About the step_loss == nan

Question

About the step_loss == nan

maobenz opened this issue 7 months ago · comments

Hello,
Thanks for your brilliant work!
When I run the code, I find the step loss always equals nan when I use the bdd dataset. After carefully checking the code, I find the last block of the upsample_block' s output will be nan. I just use the fp16 model and follow the pipeline.
Could anyone tell me what is the reason?

Thanks a lot!

Pengxiang Li · Answer 1 · Sun Jan 07 2024 23:41:27 GMT+0800 (China Standard Time)

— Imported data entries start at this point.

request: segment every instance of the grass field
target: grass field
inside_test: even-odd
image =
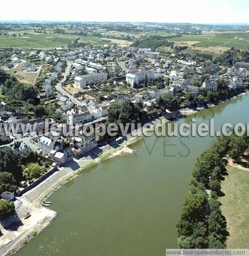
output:
[[[246,40],[235,39],[245,37]],[[176,42],[186,42],[189,44],[194,44],[196,48],[206,48],[207,50],[215,52],[216,48],[219,50],[234,47],[242,50],[247,50],[249,47],[249,34],[245,33],[218,34],[203,34],[200,36],[184,35],[182,37],[171,38],[169,40]],[[194,46],[192,46],[193,47]],[[205,50],[201,49],[200,50]]]
[[[20,34],[20,36],[0,36],[0,48],[13,47],[24,48],[48,49],[51,48],[66,46],[77,36],[60,34],[44,34],[28,32]]]
[[[11,70],[4,69],[4,71],[9,74],[14,76],[18,80],[21,82],[34,85],[38,74],[37,72],[23,72],[22,65],[23,64],[21,63],[14,68],[11,68]]]
[[[220,199],[226,217],[228,248],[248,248],[249,244],[249,170],[227,168],[228,176],[222,182],[225,196]]]
[[[130,46],[132,42],[119,39],[112,39],[104,38],[95,38],[93,36],[83,36],[79,42],[83,42],[91,44],[112,44],[122,46]]]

Could you please provide some more details, such as your specific settings, device information, and so on?

maobenz · Answer 2 · Mon Jan 08 2024 12:44:57 GMT+0800 (China Standard Time)

Thanks a lot!

I tried different resolution of bdd images but all step_loss is nan. I just use one video clip of the bdd and split the videos into some images to be fed into the model. I have tried the GTX3090 and A100.

When I use the fp32 model , the step loss is not nan but fp16'model' s loss is still nan. However, in the last block of upsample_block, query @ key.transpose(-1, -2) is too large to show nan.

My model id is "stabilityai/stable-video-diffusion-img2vid-xt", but when i tried other model is , it also doesn't work.

maobenz · Answer 3 · Mon Jan 08 2024 12:51:55 GMT+0800 (China Standard Time)

My torch version is 1.13.1+cu116, and my diffusers version is 0.25.0. Even if I input the all zeros as input, the loss is also nan.

maobenz · Answer 4 · Mon Jan 08 2024 15:29:27 GMT+0800 (China Standard Time)

OK， i have found the issue, the torch version should be 2.0.1 rather than 1.13.1. When I change the version of pytorch, the problem has been solved.

Pengxiang Li · Answer 5 · Mon Jan 08 2024 17:58:41 GMT+0800 (China Standard Time)

Ah, I see, but in fact, I might not be able to answer why modifications to the PyTorch version would cause this issue.😢

Xi Liu · Answer 6 · Tue Apr 02 2024 09:30:57 GMT+0800 (China Standard Time)

I upgraded the PyTorch to 2.1.2 but still has this problem, I can only train on the bf16. Any solutions?